Posted: Aug 04, 2010 4:32 pm
AMR wrote:
hackenslash: This was what I objected to in the first place. This is, in effect, saying that the collapse of the wavefunction is the uncertainty principle, because the collapse of the wavefunction is the only aspect of the uncertainty principle that the observer can effect.

Any observation or disturbance of particles involves an observer effect related to the uncertainty principle. The interaction of the observer with the particle in question changes it, the observer becomes part of the observed system. Observations require measurements hence this statement below that you were so critical of is not contradicting the "observer as part of system" concept:

I never had any objection to 'observer as part of the system'. My objection was to your assertion that the uncertainty principle requires an observer. It doesn't. That's the beginning and the end of the subject. Nothing you have presented suggests that the uncertainty principle requires an observer, and nor does anything in the literature.

The act of measuring one magnitude of a particle, be it its mass, its velocity, or its position, causes the other magnitudes to blur. This is not due to imprecise measurements. Technology is advanced enough to hypothetically yield correct measurements. The blurring of these magnitudes is a fundamental property of nature.

And note in this context "fundamental property of nature" means any act of SIMULTANEOUS determination of e.g. position and momentum of a particle, individually these magnitudes could be observed to a higher degree of resolution. It is the fundamental physical interaction of the process of observation which inversely alters the other magnitude.

Irrelevant. You're still talking about the collapse of the wavefunction, which is not the uncertainty principle. The uncertainty principle does not require an observer.

1.The collapse of the wavefunction is NOT the uncertainty principle.
2. The collapse of the wavefunction is NOT the uncertainty principle, but a feature of it.
3. Collapse of the wavefunction requires observation, but the uncertainty principle does not.
4. And you still haven't explained how the observer being part of a system being observed conflates to the uncertainty principle requiring an observer.

Please point out the contradictory statements in that list (not actually sure why you repeated yourself. The first two statements in that list are the same, the second containing further calrification). There are none. The only reason you think there are contradictions there is that you still have no fucking idea of what you're talking about, and you still think that the collapse of the wavefunction is what the uncertainty principle is all about. You're wrong.

You do not deny then that Heisenberg's uncertainty principle can be understood in terms of measurement processes involving the collapse of the wavefunction, correct? So when you make statements like the "collapse of the wavefunction requires observation, but the uncertainty principle does not" you realize you are talking about two interrelated concepts, correct? And the uncertainty principle, so far as it involves measurements, is all about an observer.

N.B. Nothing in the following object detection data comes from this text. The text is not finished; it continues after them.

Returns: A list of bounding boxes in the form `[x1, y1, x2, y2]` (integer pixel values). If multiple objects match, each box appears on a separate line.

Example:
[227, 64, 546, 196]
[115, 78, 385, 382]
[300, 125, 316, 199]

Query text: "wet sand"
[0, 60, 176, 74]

And here is the ultimate source of your cretinous understanding. The uncertainty principle has fuck all to do with measurement, which is what is meant in the statement from your own source about the uncertainty principle being a fundamental feature of the universe. Quantum uncertainty exists whether it is being measured or not. In other words, a particle doesn't actually possess either a position or a velocity. It is only when you measure it that you 'create' that feature of the particle, thus collapsing the wavefunction. In other words, the collapse of the wavefunction requires observation, but the uncertainty principle does not.

So tell me how photons, or other kinds of particles were "observing" events BEFORE the universe came into being?

What the holy fuck are you going on about? WHere did I suggest that anything was 'observing' before the universe came into being? Where the fuck did I suggest that the universe ever 'came into being' (big clue: any of the members here will tell you that I would never say such a thing. oh, and we're still waiting for your definition of 'universe')?

Recall this was the whole point of your argument concerning QM observer effects, the uncertainty principle, and the instability (or impossibility) of nothingness:
Hackenslash wrote:
Errr, no. That nothing is unstable (actually, it's worse than that, it's impossible) is a proven fact, and stems from one of our most successful and accurate scientific principles. The uncertainty principle isnt a though [sic] experiment, it's a categorical feature of the universe, and beyond any serious questioning.

I assume you are here referring to quantum fluctuations, virtual particles arising from the uncertainty principle. Again this assumes the QM pre-existing the universe (being the cause of the universe) adn the universe being akin to a really big batch of virtual particles that for some reason last a really long, long time.

Wrong again. Seriously, dude. I can arrange some remedial English classes for you, if you like, because you have utterly failed to understand a single word anybody's said to you. Firstly, the entire point of my argument concerning observer effects is that they are not required by the uncertainty principle, which is a fundamental property of the universe. Only one small feature of the uncertainty principle, which is only in operation when being measured or observed in some manner, has the feature you describe, namely the collapse of the wavefunction, but the uncertainty principle itself does not. Secondly, I have never in my life implied, stated or suggested in any way, shape or form that the universe ever had a beginning, or that the concept of 'before', or 'pre-existing' having any validity, because they fucking don't, and I challenge you to find a single instance of my doing so.